Deception Technology: Clearing Up MythsFelix Mohan of CISO Cybersecurity on Improving Intrusion Detection
Deception technology can play an important role in intrusion detection because it can help track lateral movements of intruders, says Felix Mohan, CEO at CISO Cybersecurity, an advisory firm (see: Deception Technology: A Primer).
"Prevention technologies have been proven ineffective, and the focus is on detection and response, and in this perspective having technologies that improve the speed and accuracy of detection is crucial", Mohan says in an interview with Information Security Media Group (see: Adopting Deception to Control the Attack Narrative).
"The accuracy of detection that is thrown up by the latest deception technologies is far greater than normal deception technologies. For one, the false positives are almost zero."

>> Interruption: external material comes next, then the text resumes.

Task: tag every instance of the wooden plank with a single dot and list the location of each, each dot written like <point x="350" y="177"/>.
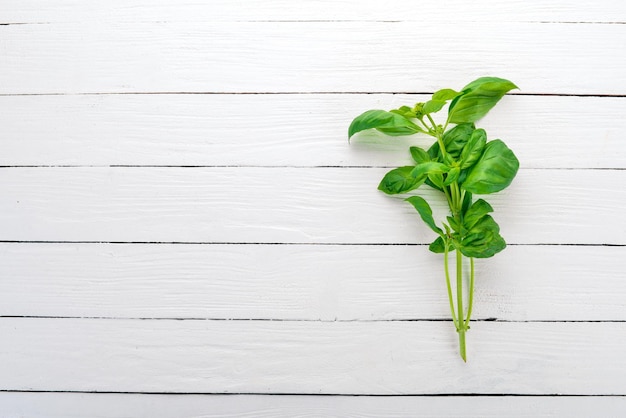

Mohan says deception technology can also act as a deterrent for attackers. "If they get an inkling that in a particular network there could be deception technologies deployed, it automatically puts them on the slow-mode. They have to proceed very, very carefully," Mohan says.
But for deception technology to be effective, he says, "the decoys that are used ... need to be extremely authentic. If they are not authentic, the deception can be fingerprinted. ... Then there are other problems, like leading the attacker to the decoy."
In this interview (see audio link below image), Mohan discusses:
- Myths surrounding deception technology;
- Deception technology challenges;
- Use cases for the technology.
Mohan is CEO at CISO Cybersecurity, a consulting and advisory firm. He previously was global CISO at Bharti Airtel, where he was responsible for managing information risks, business continuity and compliance across 22 countries. He has also been a directorate and head of the Indian Navy's IT department.